Narrow is the Gate!


Luke 13

*22Then Jesus went through the towns and villages, teaching as he made his way to Jerusalem. 23Someone asked him, “Lord, are only a few people going to be saved?”

He said to them, 24"Make every effort to enter through the narrow door, because many, I tell you, will try to enter and will not be able to. 25Once the owner of the house gets up and closes the door, you will stand outside knocking and pleading, ‘Sir, open the door for us.’
"But he will answer, ‘I don’t know you or where you come from.’

26"Then you will say, ‘We ate and drank with you, and you taught in our streets.’

27"But he will reply, ‘I don’t know you or where you come from. Away from me, all you evildoers!’

28"There will be weeping there, and gnashing of teeth, when you see Abraham, Isaac and Jacob and all the prophets in the kingdom of God, but you yourselves thrown out. 29People will come from east and west and north and south, and will take their places at the feast in the kingdom of God. 30Indeed there are those who are last who will be first, and first who will be last."*

I’ve debated about this verse with my dad, and I didn’t exactly know how to express the fact that this is the temporary state of things. Of course, I guess we were talking about the bare statement in Matthew which has been condensed and abstracted from its original context, so discussing this passage in Luke might’ve helped.

But what can you say to this? If you can’t provide a convincing argument for how this is meant as a description of a temporary state of things, then detractors will use it as fuel to interpret ‘all’ and ‘everyone’ in other verses very narrowly.

I guess the best thing I could say is that in the context of Jesus’ statement that he will draw all men, and Paul’s statement that all Israel will be saved, the permanent interpretation of this passage is questionable.

Or, I guess I would actually say that the context is of a specific time and place where there will be a feast where everyone will gather and Jesus did not want to hint that those who proclaimed themselves as God’s own would be saved in this saying because that would dilute his point and they wouldn’t despair for salvation (in order to undo their self-righteousness) as they should.

Beyond this I don’t know if there’s a better explanation, perhaps involving translation and original manuscript issues or context.

Any help would be most appreciated, as this is probably the most difficult verse in this regard, to my mind.


Excuse me, here’s the other verse I was talking about:

Matthew 7

13"Enter through the narrow gate.

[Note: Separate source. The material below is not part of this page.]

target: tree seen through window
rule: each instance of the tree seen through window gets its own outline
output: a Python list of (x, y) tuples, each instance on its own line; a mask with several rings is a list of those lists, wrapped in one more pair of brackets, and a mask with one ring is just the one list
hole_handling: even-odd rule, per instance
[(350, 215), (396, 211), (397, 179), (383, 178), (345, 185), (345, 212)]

For wide is the gate and broad is the road that leads to destruction, and many enter through it. 14But small is the gate and narrow the road that leads to life, and only a few find it.

This is even more specific, saying that few will find the gate to life, which creates more problems, especially because it has no discernible context.

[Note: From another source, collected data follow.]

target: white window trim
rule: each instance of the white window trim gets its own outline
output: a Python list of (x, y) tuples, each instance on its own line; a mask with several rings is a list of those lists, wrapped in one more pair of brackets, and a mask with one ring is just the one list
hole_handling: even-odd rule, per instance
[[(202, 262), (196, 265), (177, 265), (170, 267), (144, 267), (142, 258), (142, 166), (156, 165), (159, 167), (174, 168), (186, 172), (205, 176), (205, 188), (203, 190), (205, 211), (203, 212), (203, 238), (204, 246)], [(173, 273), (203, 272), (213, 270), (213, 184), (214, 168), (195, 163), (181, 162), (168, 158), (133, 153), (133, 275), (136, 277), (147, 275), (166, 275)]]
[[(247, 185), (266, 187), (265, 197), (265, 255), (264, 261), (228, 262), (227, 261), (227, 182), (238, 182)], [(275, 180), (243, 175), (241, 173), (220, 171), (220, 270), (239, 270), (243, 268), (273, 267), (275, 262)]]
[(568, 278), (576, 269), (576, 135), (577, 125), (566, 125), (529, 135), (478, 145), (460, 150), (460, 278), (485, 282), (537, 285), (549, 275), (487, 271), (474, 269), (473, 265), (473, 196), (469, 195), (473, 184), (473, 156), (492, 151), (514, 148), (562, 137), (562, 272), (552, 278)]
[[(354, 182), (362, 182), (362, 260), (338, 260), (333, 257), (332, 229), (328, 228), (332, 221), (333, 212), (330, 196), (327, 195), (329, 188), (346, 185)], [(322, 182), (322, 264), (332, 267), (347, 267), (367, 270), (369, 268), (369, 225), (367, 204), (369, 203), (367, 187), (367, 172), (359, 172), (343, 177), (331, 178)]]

In short, the gate will always be narrow and Jesus will always be the only way while the Bible doesn’t teach that punishments in hell have to literally last forever.

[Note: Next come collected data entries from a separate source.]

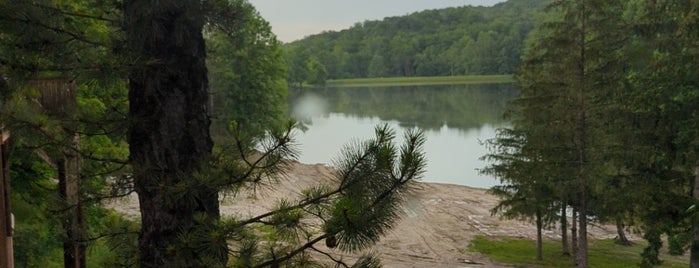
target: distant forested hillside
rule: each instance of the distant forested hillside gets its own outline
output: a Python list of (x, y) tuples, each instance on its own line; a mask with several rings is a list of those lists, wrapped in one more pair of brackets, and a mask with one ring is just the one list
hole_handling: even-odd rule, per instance
[(426, 10), (312, 35), (284, 46), (289, 80), (514, 73), (535, 14), (549, 2)]

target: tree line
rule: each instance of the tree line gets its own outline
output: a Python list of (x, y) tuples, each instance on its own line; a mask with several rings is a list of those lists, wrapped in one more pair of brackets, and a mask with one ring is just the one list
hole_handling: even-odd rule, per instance
[[(297, 154), (282, 55), (246, 0), (0, 2), (16, 266), (378, 267), (365, 250), (424, 170), (417, 131), (398, 145), (378, 126), (336, 183), (220, 213)], [(103, 205), (133, 193), (136, 221)]]
[(549, 2), (426, 10), (312, 35), (284, 45), (288, 80), (512, 74)]
[(587, 267), (595, 221), (620, 243), (639, 230), (641, 267), (662, 263), (663, 235), (699, 266), (697, 14), (696, 1), (559, 0), (530, 34), (483, 172), (502, 182), (493, 212), (536, 223), (539, 259), (541, 229), (559, 224)]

See a similar discussion [Only a few find it.).


Actually, I think this passage can be read as a great encouragement; it is assuring us that just because God’s love is vast as the universe, the standards remain unchanged. The means of God accomplishing the “entry” of each one of us into His kingdom is not by lowering the standard at all; rather, it can be seen as a statement of the thoroughness of God’s work in those redeemed. God never promised us it would be necessarily easy or pain free; but He does seem to promise it will be accomplished; completely accomplished – His victory is total and complete. And many will likely resist (that is the nature of sin) and thus take the broad road; the narrow gate however remains our final destination and God will see to it in His time.